This is the start of a catalogue of the different files and directories you might come across in CPAN distributions: what they're for and how they're used. During the PRC I've had emails from a few people who didn't know what to do with the distribution they'd been assigned, which prompted this.
At the time I started writing this, there were 33195 distribution tarballs in author directories on CPAN, as determined with a minimal CPAN mirror (thanks to CPAN::Mini).
I've been working on this on and off for a couple of weeks, regularly going down rabbit holes learning a bit more about the toolchain. Rather than wait until it's complete, I figure I should post it now and get feedback on this much. What have I got wrong or missed out?

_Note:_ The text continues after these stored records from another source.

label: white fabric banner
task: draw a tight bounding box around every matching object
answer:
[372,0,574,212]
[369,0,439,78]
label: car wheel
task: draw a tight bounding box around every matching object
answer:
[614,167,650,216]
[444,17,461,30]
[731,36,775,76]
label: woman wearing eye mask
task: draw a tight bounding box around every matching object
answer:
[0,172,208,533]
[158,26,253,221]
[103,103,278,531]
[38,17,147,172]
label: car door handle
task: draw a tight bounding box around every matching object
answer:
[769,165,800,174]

Just about every CPAN release has at least one or both of Makefile.PL
and Build.PL
. To configure, build, test and install a distribution
you use one of the following:
perl Makefile.PL perl Build.PL
make ./Build
make test ./Build test
make install ./Build install
The Makefile.PL
will either be based on ExtUtils::MakeMaker
or Module::Install, and Build.PL
will usually be based on Module::Build,
but may also use Module::Build::Tiny if it's available,
falling back on Module::Build
if it isn't.
In the early days of Perl 5, the only option was a Makefile.PL
based
on ExtUtils::MakeMaker. Then other builders came along, and for
a while Build.PL
/Module::Install was more common for new distributions.

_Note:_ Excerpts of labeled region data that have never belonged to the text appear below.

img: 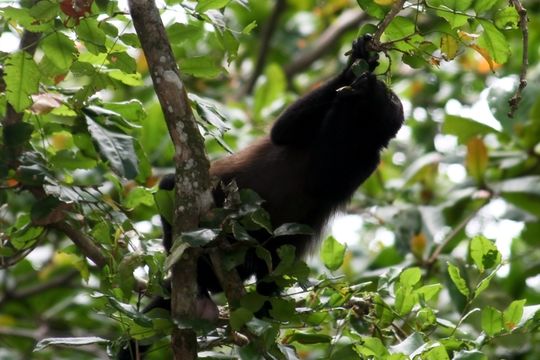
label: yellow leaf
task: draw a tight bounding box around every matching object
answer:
[441,34,459,61]
[470,45,497,72]
[465,137,488,183]
[410,233,427,259]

There are 3979 distributions (12%) with both Makefile.PL and Build.PL,
but having both
can cause problems.
78% of dists have just a Makefile.PL
, and 9% have just a Build.PL
.
Only 7% of 'dists' have neither: some of those will be old dists,
but many will just be tarballs in author directories that
aren't CPAN distributions.
The MANIFEST
is a list of all the files that should be released
with the distribution.
Each is given as the path relative to the top directory.
For example, the App-PAUSE-Comaint distribution contains the script
comaint,
which is in the script/
directory, so in the MANIFEST file you'll see the line:
script/comaint
A classic error that I've made myself:
forgetting to update the MANIFEST after adding
a module to an existing distribution. Then when you run make dist
(if using Makefile.PL
), the tarball doesn't contain the new module.
If your module has a Makefile.PL
, you can (re)generate a MANIFEST
file by running:
make manifest
This uses ExtUtils::Manifest to do the work.
For Build.PL
you need to run:
./Build manifest
You can think of this as an 'anti MANIFEST' — it lists files that should not be included in releases. In addition to listing filenames explicitly, you can also use regular expressions to skip all files that match certain patterns:
\.swp$
^MYMETA\.yml$
You can add a special directive:
#!include_default
If this is seen (when you run make manifest
), then you get a sensible
set of default rules for files to skip.
Any modules in the distribution should be within the lib/
directory.
For example, in the Module-Path distribution, the Module::Path
module itself lives in lib/Module/Path.pm
.
In older distributions (14% of the total),
you'll sometimes find the .pm
file
in the top directory of the distribution.
For example, in the Stat-lsMode distribution
(which contains Stat::lsMode),
you'll find the file lsMode.pm
in the top directory.
The distribution metadata provides information about the dist: name, author, version, dependencies, and a whole bunch of other things besides.
Exactly what information can be included is defined by the spec, CPAN::Meta::Spec. There are two main versions of the spec you need to be aware of: version 2 is the most recent and before that was version 1.4.
The first format used for shipping the metadata with the distribution
was YAML,
so it's not surprising that 84% of dists include a META.yml
.
The second supported format is JSON,
which was introduced with the meta spec v2, in April 2010.
Because it's more recent, only 36% of distributions include
a META.json
file in their most recent release.
The downside with META.yml
is that it only supports
the meta spec version 1.4.
There are a number of issues with 1.4, but the key thing is that
you can't differentiate between the different
types of dependencies.
You can't say that Test::SomeTestModule
is only needed to run tests,
for example,
you just have to list it like other dependencies.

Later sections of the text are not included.